Molten Glass for Thermal Storage
Advanced Molten Glass for Heat Transfer and Thermal Energy Storage
01/01/2012 to 12/31/2014
There is a critical need to find efficient, cost-effective thermal energy storage solutions to maximize the use of domestic solar and nuclear energy resources. Most utility-scale solar power plants only run at about 25% of their capacity because they can't generate power at night--thermal energy storage makes it possible to increase this capacity to up to 60-75%. Similarly, nuclear power plants produce a constant output of power--thermal energy storage could help increase this output during times of critical peak demand.

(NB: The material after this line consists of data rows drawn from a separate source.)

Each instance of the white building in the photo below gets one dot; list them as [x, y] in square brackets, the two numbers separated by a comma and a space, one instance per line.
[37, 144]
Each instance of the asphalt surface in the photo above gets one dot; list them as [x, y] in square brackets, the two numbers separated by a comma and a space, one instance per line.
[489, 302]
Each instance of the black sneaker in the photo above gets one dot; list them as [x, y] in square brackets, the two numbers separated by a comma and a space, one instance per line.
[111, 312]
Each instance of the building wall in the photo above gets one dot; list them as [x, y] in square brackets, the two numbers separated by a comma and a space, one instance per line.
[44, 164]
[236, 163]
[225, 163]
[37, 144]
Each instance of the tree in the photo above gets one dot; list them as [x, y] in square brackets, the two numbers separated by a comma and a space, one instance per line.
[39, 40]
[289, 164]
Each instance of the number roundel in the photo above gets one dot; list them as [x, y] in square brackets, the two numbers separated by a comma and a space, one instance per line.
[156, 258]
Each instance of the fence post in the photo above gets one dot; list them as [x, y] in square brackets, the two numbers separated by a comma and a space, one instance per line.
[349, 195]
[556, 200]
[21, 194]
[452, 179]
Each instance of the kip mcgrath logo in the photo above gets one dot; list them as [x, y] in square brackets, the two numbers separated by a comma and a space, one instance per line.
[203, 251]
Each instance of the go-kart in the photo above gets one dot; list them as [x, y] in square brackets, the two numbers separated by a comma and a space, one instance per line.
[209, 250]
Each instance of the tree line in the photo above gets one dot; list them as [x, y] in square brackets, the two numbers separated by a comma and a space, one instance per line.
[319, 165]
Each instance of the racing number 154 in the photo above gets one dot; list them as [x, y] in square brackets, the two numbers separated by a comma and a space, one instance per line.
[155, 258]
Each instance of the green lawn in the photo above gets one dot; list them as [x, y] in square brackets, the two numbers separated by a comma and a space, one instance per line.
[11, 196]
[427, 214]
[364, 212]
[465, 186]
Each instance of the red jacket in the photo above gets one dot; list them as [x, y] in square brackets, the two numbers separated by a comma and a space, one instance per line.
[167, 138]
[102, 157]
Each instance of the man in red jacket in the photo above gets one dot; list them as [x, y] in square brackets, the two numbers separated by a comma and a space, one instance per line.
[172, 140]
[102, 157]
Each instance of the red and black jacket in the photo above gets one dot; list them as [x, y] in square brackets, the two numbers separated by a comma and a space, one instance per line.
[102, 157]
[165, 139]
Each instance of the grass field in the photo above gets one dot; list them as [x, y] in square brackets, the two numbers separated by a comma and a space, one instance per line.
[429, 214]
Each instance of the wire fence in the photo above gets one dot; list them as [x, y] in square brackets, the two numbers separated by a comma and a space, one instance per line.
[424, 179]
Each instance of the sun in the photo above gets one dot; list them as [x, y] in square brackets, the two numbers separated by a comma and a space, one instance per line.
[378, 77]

Project Innovation + Advantages:
Halotechnics is developing a high-temperature thermal energy storage system using a new thermal-storage and heat-transfer material: earth-abundant and low-melting-point molten glass. Heat storage materials are critical to the energy storage process. In solar thermal storage systems, heat can be stored in these materials during the day and released at night--when the sun is not out--to drive a turbine and produce electricity. In nuclear storage systems, heat can be stored in these materials at night and released to produce electricity during daytime peak-demand hours. Halotechnics new thermal storage material targets a price that is potentially cheaper than the molten salt used in most commercial solar thermal storage systems today. It is also extremely stable at temperatures up to 1200°C--hundreds of degrees hotter than the highest temperature molten salt can handle. Being able to function at high temperatures will significantly increase the efficiency of turning heat into electricity. Halotechnics is developing a scalable system to pump, heat, store, and discharge the molten glass. The company is leveraging technology used in the modern glass industry, which has decades of experience handling molten glass.
If successful, Halotechnics would enable low-cost and efficient thermal energy storage for concentrating solar and nuclear power applications.
Cost-effective thermal energy storage would enable increased use of domestic energy resources like solar and nuclear--strengthening the nation's energy security.
Thermal energy storage systems could make it less expensive to generate power from nuclear and renewable solar energy, which in turn could help stabilize electricity rates for consumers.
Cost-effective thermal energy power generation could help decrease fossil fuel-based electricity use and harmful emissions from coal-burning power plants.